Kepala BKPSDM Bombana, Deddy Fan Alva Slamet, ST., MM., saat ditemui awak media di ruang kerjanya pada Senin, 16 Juni 2025, menjelaskan bahwa peserta Latsar tahun ini dibagi ke dalam tiga gelombang. Gelombang pertama diikuti 40 peserta, gelombang kedua 20 peserta, dan gelombang ketiga 8 peserta. Pembagian tersebut dilakukan untuk menyesuaikan kuota pelatihan yang ditetapkan oleh BPSDM Provinsi Sultra serta memastikan proses pendampingan peserta berjalan lebih efektif.
Deddy menerangkan bahwa seluruh peserta akan menjalani pembelajaran dengan metode blended learning, yaitu sistem pelatihan yang memadukan proses tatap muka dan pembelajaran daring. Menurutnya, metode ini memberikan fleksibilitas sekaligus memperkuat kemampuan peserta dalam memanfaatkan teknologi digital, yang kini menjadi tuntutan wajib dalam birokrasi modern.
“Metode blended learning memungkinkan peserta belajar tidak hanya melalui kelas langsung, tetapi juga melalui platform digital seperti video conference, e-learning, Google Classroom, dan berbagai Learning Management System. Ini penting karena ASN masa kini harus adaptif terhadap perkembangan teknologi,” ujar Deddy.
Ia menegaskan bahwa pelaksanaan Latsar CPNS bukan sekadar memenuhi persyaratan pengangkatan menjadi PNS, namun menjadi bagian dari pembentukan kompetensi dasar, karakter, serta integritas ASN. Melalui sistem pembelajaran yang lebih dinamis, para peserta diharapkan mampu memahami nilai-nilai ASN BerAKHLAK serta menerapkannya dalam tugas sehari-hari setelah kembali ke unit kerja masing-masing.
Menurut Deddy, penggunaan metode modern ini juga sejalan dengan arah pembangunan SDM aparatur yang berorientasi pada birokrasi 4.0. Pemanfaatan teknologi informasi bukan hanya mempercepat proses belajar, tetapi juga meningkatkan kapasitas peserta dalam menghadapi tantangan pelayanan publik yang semakin digital.
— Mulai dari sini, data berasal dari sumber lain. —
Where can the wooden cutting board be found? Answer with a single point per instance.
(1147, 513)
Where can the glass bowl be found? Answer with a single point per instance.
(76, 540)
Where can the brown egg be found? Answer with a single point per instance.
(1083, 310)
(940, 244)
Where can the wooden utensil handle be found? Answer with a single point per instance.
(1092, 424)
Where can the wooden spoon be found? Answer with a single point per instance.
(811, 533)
“Pelatihan dengan sistem blended learning adalah wujud transformasi birokrasi 4.0. Teknologi informasi telah menjadi bagian integral dalam peningkatan kompetensi aparatur. Karena itu, kami berharap peserta tidak hanya mengikuti pelatihan sebagai formalitas, tetapi benar-benar menguasai materi dan mengaktualisasikannya,” jelasnya.
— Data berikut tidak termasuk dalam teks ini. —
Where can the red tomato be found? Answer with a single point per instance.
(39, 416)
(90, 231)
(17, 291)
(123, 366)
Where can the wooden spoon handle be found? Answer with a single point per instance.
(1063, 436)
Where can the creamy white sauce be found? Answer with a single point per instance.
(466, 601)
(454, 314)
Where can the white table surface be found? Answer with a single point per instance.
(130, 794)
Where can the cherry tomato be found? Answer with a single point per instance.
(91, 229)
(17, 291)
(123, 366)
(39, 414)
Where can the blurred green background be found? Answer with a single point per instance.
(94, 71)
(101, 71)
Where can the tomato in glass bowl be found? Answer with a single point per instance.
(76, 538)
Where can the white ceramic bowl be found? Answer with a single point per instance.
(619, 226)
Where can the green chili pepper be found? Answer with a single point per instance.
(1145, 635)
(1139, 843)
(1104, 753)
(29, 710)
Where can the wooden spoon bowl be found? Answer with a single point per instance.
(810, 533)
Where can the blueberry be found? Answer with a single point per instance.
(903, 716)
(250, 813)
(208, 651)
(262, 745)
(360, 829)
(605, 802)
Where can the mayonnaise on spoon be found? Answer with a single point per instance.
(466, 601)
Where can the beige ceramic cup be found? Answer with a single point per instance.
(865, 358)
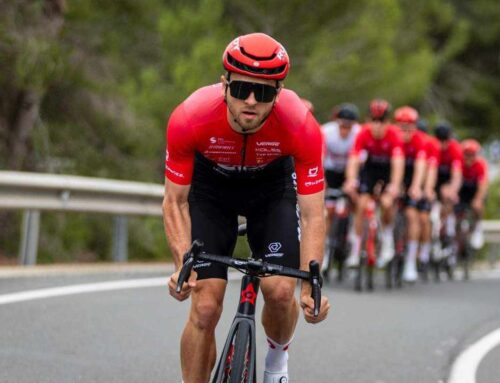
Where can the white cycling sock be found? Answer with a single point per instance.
(277, 357)
(355, 243)
(425, 251)
(412, 251)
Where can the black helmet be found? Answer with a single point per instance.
(348, 111)
(422, 125)
(443, 130)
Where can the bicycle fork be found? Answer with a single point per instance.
(245, 313)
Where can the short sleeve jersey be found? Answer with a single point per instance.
(432, 148)
(381, 150)
(200, 125)
(337, 149)
(450, 158)
(476, 173)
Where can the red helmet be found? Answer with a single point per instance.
(471, 146)
(406, 115)
(256, 55)
(379, 109)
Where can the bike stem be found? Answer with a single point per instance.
(248, 296)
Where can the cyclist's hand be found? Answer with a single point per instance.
(186, 289)
(477, 204)
(307, 304)
(430, 194)
(415, 193)
(349, 187)
(392, 189)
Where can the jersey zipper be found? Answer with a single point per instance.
(243, 152)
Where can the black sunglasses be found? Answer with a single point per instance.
(262, 92)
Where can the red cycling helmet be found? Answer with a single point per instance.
(256, 55)
(406, 115)
(471, 146)
(379, 109)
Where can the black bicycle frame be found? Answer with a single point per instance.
(246, 312)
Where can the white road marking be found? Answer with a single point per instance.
(52, 292)
(465, 366)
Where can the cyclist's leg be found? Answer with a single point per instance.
(413, 227)
(426, 231)
(273, 234)
(218, 230)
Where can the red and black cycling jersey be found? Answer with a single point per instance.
(379, 150)
(476, 173)
(200, 125)
(415, 148)
(450, 157)
(432, 149)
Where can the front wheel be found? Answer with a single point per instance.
(240, 364)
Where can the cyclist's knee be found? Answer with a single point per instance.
(205, 314)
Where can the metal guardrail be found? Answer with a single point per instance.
(36, 192)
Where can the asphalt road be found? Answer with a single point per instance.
(132, 335)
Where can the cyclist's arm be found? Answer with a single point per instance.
(312, 228)
(176, 219)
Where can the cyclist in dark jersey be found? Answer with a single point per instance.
(249, 147)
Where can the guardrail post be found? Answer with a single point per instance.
(29, 237)
(120, 239)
Latsar CPNS 2025 dijadwalkan berlangsung selama beberapa minggu dengan pola belajar yang disesuaikan kebutuhan peserta dari berbagai instansi di lingkungan Pemerintah Kabupaten Bombana. BKPSDM Bombana menargetkan seluruh peserta dapat menyelesaikan pelatihan tepat waktu dan memenuhi seluruh komponen penilaian, termasuk proyek aktualisasi yang menjadi syarat utama kelulusan.
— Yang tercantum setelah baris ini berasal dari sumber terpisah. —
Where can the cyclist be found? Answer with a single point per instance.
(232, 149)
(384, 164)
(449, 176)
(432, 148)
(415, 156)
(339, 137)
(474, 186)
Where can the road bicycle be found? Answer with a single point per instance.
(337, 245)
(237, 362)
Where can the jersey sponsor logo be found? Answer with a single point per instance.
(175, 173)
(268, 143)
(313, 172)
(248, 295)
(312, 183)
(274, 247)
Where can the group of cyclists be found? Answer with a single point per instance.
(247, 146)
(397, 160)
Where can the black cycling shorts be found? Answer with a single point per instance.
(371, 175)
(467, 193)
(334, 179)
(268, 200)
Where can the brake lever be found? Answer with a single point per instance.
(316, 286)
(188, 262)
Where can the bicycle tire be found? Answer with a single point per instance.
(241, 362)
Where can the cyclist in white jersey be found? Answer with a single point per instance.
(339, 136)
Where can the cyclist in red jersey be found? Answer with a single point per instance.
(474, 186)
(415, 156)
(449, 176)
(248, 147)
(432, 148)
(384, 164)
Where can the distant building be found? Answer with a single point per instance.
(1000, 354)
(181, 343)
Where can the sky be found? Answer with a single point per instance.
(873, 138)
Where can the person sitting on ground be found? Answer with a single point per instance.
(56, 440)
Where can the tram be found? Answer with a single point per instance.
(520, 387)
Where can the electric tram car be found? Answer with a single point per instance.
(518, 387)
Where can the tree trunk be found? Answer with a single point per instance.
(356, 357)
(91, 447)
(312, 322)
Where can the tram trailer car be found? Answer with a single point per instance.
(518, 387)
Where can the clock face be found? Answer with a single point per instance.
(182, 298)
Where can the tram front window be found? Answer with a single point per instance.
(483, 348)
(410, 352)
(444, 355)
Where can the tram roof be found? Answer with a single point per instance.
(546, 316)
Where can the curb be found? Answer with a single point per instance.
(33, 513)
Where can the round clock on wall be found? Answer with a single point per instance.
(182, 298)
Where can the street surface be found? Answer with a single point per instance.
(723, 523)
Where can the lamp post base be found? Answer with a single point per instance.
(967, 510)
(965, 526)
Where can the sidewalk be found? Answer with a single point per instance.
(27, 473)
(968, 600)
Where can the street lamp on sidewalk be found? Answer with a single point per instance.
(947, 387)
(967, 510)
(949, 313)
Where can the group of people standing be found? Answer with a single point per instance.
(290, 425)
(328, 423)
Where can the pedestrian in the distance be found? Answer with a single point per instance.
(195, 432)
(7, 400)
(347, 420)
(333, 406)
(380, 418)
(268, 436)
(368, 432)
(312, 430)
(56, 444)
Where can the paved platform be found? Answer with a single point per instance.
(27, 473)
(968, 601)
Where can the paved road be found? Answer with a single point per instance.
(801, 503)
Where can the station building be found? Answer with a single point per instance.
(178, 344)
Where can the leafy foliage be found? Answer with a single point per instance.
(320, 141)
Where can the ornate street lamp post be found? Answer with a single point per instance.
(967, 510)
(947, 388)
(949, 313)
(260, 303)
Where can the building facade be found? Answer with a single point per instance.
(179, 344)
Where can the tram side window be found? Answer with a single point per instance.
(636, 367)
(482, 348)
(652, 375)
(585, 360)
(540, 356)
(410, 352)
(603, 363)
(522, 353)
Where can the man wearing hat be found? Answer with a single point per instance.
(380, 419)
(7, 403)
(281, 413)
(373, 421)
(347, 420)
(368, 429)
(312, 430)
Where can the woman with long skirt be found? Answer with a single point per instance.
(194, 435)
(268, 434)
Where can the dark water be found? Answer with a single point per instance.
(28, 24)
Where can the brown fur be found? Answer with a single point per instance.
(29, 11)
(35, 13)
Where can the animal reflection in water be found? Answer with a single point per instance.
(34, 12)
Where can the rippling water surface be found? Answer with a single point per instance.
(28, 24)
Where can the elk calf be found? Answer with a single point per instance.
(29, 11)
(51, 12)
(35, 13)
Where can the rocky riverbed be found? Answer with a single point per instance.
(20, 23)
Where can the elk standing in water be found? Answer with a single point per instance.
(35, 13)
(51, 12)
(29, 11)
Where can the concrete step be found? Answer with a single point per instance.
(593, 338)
Dengan diterjunkannya 68 peserta ini, Pemerintah Kabupaten Bombana berharap kualitas sumber daya aparatur semakin meningkat sehingga pelayanan publik ke masyarakat dapat berjalan lebih profesional, cepat, dan akuntabel. Deddy menambahkan bahwa pihaknya akan terus memonitor perkembangan pelaksanaan Latsar serta memberi dukungan kepada peserta selama proses pelatihan berlangsung.